Metric Functions

A metric function is a function that takes a scale as input and returns a calculated value. As mentioned in Basic Concepts, it returns a Python dict with the metric name as the key, and the metric value as the value.

The currently defined metrics all estimate the consonance or dissonance of a scale.

sum_p_q()

pytuning.metrics.sum_p_q(scale)

Calculate a metric for a scale

Parameters:scale – The scale.
Returns:A dict with the metric value.

This is an estimate of scale consonance. It is derived from summing the numerators and denominators of the scale degrees.

Smaller values are more consonant.

Note that this metric looks at the degrees of the scale, so it is somewhat tonic-focused. The similar metric sum_p_q_for_all_intervals() is similar, but it sums the numerator and denominator values for all distinct intervals within the scale.

While the metric is numerically defined for ratios expressed as irrational or transcendental numbers, it is really only meaningful for scales with just degrees (ratios expressed as rational numbers).

sum_p_q(create_pythagorean_scale())

yields:

{'sum_p_q': 3138}

sum_distinct_intervals()

pytuning.metrics.sum_distinct_intervals(scale)

Calculate a metric for a scale

Parameters:scale – The scale.
Returns:A dict with the metric value.

This metric is an estimate of scale consonance. Numerically it is the number of distinct intervals within the scale (including all ratios and their inversions).

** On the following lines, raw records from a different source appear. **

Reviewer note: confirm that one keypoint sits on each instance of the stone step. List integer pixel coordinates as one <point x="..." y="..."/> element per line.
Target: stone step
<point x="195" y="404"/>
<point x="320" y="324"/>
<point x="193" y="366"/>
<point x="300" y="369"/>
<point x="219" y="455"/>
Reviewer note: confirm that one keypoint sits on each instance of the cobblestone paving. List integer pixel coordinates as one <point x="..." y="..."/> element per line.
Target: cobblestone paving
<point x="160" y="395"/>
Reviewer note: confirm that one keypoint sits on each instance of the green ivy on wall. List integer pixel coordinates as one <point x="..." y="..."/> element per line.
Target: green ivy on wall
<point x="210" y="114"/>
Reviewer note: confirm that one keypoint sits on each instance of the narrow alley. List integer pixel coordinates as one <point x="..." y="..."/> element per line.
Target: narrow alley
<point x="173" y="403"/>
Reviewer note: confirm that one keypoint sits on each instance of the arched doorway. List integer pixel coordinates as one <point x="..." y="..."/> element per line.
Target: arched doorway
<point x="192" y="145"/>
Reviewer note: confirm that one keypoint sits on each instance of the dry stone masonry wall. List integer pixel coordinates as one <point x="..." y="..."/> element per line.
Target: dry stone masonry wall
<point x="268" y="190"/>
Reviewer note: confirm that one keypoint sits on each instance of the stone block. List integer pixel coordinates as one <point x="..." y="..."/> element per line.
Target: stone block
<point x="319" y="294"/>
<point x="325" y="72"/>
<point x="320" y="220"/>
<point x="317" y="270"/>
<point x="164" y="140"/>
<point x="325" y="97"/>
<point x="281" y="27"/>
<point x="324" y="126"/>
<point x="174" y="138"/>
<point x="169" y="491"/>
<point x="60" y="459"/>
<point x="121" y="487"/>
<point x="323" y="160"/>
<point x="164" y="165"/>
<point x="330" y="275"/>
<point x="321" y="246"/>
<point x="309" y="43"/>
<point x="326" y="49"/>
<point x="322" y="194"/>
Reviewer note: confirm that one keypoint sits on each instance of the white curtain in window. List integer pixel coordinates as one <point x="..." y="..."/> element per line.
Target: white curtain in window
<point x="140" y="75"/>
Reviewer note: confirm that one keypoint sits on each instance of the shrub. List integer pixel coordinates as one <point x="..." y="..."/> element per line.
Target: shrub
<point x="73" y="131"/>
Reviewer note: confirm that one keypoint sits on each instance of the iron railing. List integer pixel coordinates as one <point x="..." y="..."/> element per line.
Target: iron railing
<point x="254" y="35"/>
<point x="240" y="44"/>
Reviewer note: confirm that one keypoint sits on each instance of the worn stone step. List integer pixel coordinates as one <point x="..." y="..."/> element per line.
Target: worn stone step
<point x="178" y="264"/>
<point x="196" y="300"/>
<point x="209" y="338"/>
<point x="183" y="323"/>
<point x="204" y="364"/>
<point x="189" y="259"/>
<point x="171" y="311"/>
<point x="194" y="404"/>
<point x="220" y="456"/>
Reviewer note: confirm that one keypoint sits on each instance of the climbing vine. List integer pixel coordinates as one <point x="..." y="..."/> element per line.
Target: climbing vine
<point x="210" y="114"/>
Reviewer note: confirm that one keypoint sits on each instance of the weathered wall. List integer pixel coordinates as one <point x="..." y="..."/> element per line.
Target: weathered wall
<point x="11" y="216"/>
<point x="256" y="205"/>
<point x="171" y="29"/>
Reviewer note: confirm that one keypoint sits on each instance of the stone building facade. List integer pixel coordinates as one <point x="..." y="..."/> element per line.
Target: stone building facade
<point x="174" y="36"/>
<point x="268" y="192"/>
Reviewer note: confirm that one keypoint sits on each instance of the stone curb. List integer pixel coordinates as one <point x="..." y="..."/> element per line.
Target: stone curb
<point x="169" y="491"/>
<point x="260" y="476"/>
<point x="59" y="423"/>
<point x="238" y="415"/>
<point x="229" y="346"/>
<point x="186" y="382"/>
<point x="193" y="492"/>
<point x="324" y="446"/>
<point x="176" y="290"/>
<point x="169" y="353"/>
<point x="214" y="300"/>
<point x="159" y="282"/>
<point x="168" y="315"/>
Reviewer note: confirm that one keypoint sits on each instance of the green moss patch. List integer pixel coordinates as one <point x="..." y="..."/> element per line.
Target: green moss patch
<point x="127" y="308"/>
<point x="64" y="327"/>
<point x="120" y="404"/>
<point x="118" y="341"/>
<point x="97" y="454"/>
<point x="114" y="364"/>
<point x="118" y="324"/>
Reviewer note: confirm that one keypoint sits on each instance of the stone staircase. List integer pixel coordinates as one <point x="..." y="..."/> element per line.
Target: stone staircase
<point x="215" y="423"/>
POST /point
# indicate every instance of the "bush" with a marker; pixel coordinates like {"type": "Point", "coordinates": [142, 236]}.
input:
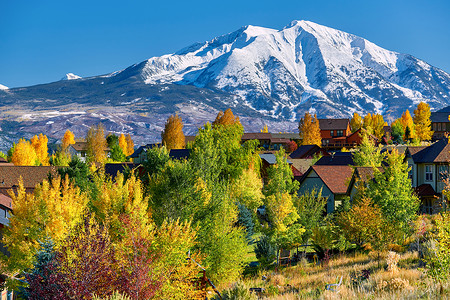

Smaller values are more consonant.

sum_distinct_intervals(create_pythagorean_scale())

yields:

{'sum_distinct_intervals': 22}

metric_3()

pytuning.metrics.metric_3(scale)

Calculate a metric for a scale

Parameters:scale – The scale.
Returns:A dict with the metric value.

Metric 3 is an estimate of scale consonance. Given a ratio p/q, it is a heuristic given by the following:

\begin{align}
m_3 &= \sum{\frac{1}{\frac{p-q}{q}}}
&= \sum{\frac{q}{p-q}}
\end{align}

Smaller values are more consonant.

The summation takes place over all of the intervals in the scale. It does not form a set of distinct intervals.

sum_p_q_for_all_intervals()

pytuning.metrics.sum_p_q_for_all_intervals(scale)

Calculate a metric for a scale

Parameters:scale – The scale (i.e., a list of sympy.Rational values)
Returns:The metric.

This metric is an estimate of scale consonance. It is formed by examining all unique intervals in the scale, and creating a numeric value based upon the summation of the numerators and denominators for all those intervals.

While the metric is numerically defined for ratios expressed as irrational or transcendental numbers, it is really only meaningful for scales with just degrees (ratios expressed as rational numbers).

Smaller values are more consonant.

sum_q_for_all_intervals()

pytuning.metrics.sum_q_for_all_intervals(scale)

Calculate a metric for a scale.

Parameters:scale – The scale (i.e., a list of Rational s)
Returns:The metric.

Metric 5 is an estimate of scale consonance. It is summation of the denominators of the normalized distinct ratios of the scale.

Smaller values are more consonant.

All Metrics

There is also a function that calculates all defined metrics for a scale.

pytuning.metrics.all_metrics(scale)

Calculate all metrics for the scale

Parameters:scale – The scale (i.e., a list of Rational s)
Returns:A dict containing all metrics.

As an example:

pythag = create_pythagorean_scale()
metrics = all_metrics(pythag)

will (currently) produce:

{
 'metric_3': 49.9049074891784,
 'sum_distinct_intervals': 22,
 'sum_p_q': 3138,
 'sum_p_q_for_all_intervals': 1092732,
 'sum_q_for_all_intervals': 452817
}

If new metrics are coded they should be added to the __all__ data member for inclusion here.